The Supreme Court’s 8-0 decision in favor of free speech – even when it comes to offensive trademarks – is once again a lesson in recognizing the essential nature of First Amendment rights under our Constitution.
While the decision overruling the U.S. Patent and Trademark Office’s bar on intellectual property protection for names deemed offensive did not even mention the Washington Redskins, this precedent will likely clear all legal obstacles to the National Football League team keeping its controversial moniker.
The following came from a joint statement released by the National Congress of American Indians and the Oneida Nation:
Washington’s football team promotes, markets and profits from the use of a word that is not merely offensive — it is a dictionary-defined racial slur designed from the beginning to promote hatred and bigotry against Native Americans, If the NFL wants to live up to its statements about placing importance on equality, then it shouldn’t hide behind these rulings, but should act to end this hateful and degrading slur.
This illustrates the central paradox at the core of the country’s most sacred principles. Specifically, it is possible to revere the right of Americans to speak freely and still be revolted by what they say?
Such was the case when the late Antonin Scalia recounted the reasons for siding with the majority in the case of Texas v. Johnson, which found that Gregory Lee Johnson had a constitutional right to burn the flag.
“I hate the result [of the Texas v. Johnson case],” Scalia told the Brooklyn Law School in 2014. Calling Johnson a “bearded weirdo,” Scalia said, “I would send that guy to jail so fast if I were king.” Fortunately, this country has no king, as proven by the fact that America allows people the freedom to do things that Scalia finds repulsive.

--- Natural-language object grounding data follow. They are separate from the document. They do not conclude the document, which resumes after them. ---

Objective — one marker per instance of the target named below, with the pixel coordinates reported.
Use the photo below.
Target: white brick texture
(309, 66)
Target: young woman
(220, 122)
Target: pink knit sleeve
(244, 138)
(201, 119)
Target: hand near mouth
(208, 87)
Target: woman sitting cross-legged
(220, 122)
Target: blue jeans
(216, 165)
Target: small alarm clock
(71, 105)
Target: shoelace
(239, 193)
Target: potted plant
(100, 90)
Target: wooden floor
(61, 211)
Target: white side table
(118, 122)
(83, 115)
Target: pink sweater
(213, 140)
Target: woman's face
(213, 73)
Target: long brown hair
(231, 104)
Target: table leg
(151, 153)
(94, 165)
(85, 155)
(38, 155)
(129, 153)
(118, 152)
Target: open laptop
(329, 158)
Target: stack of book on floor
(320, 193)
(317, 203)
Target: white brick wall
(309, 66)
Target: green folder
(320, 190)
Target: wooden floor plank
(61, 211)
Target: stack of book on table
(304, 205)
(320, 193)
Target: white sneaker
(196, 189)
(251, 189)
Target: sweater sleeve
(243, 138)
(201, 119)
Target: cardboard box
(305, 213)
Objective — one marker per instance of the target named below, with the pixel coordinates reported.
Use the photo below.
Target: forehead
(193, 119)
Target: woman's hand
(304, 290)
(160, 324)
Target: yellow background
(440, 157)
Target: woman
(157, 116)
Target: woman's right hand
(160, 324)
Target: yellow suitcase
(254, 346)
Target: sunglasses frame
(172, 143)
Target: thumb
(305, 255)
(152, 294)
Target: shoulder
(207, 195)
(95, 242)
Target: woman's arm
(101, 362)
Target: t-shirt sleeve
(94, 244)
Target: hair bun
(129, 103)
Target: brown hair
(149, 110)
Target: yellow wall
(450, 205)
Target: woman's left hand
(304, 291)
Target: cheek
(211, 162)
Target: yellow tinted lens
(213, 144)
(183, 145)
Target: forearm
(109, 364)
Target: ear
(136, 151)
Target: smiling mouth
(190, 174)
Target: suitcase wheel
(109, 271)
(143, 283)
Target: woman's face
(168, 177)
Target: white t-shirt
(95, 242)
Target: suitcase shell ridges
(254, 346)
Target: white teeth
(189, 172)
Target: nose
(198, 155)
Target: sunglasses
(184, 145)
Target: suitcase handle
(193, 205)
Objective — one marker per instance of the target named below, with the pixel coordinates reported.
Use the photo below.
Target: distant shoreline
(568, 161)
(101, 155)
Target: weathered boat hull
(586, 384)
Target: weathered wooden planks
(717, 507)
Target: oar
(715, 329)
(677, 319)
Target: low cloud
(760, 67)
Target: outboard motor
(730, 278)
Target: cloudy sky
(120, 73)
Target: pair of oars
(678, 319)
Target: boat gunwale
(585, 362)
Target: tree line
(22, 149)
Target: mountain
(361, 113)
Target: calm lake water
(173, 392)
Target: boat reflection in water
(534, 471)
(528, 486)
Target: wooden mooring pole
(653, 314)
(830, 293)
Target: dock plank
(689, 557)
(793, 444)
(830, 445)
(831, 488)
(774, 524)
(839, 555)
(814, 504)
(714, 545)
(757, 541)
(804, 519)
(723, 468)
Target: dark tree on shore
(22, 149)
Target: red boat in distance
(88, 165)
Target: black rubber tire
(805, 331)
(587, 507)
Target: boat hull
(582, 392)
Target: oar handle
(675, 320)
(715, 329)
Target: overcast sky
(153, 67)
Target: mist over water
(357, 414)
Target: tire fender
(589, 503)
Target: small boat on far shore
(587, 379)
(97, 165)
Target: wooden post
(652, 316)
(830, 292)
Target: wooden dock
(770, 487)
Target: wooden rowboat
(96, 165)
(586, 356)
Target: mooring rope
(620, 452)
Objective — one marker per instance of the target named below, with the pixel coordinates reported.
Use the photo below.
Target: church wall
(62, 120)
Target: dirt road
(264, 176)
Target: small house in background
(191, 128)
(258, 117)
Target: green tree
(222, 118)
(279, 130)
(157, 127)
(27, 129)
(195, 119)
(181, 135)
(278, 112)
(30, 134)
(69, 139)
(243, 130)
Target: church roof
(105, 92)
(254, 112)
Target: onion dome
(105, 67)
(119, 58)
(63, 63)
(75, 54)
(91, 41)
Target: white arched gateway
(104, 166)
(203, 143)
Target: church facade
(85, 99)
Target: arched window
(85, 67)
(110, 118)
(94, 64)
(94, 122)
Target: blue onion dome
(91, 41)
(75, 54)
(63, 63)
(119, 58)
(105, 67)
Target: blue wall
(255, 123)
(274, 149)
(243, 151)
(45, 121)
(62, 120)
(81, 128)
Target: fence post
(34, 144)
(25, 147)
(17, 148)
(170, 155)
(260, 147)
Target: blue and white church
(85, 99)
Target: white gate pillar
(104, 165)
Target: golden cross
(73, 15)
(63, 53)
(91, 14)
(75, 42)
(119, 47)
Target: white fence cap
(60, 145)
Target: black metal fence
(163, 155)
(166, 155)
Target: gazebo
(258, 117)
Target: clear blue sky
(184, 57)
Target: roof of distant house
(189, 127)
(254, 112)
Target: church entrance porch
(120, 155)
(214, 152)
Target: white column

As for the Redskins, this decision will likely do little to end the conflict over the appropriateness of the name. Indeed, it is probable that the debate will heat up in the short term, and that both sides will dig in their heels and make the same tired arguments they’ve been making for years. Free speech does not mean freedom from controversy. It only means that bearded weirdos don’t have to worry about going to jail for expressing themselves in ways the government doesn’t like.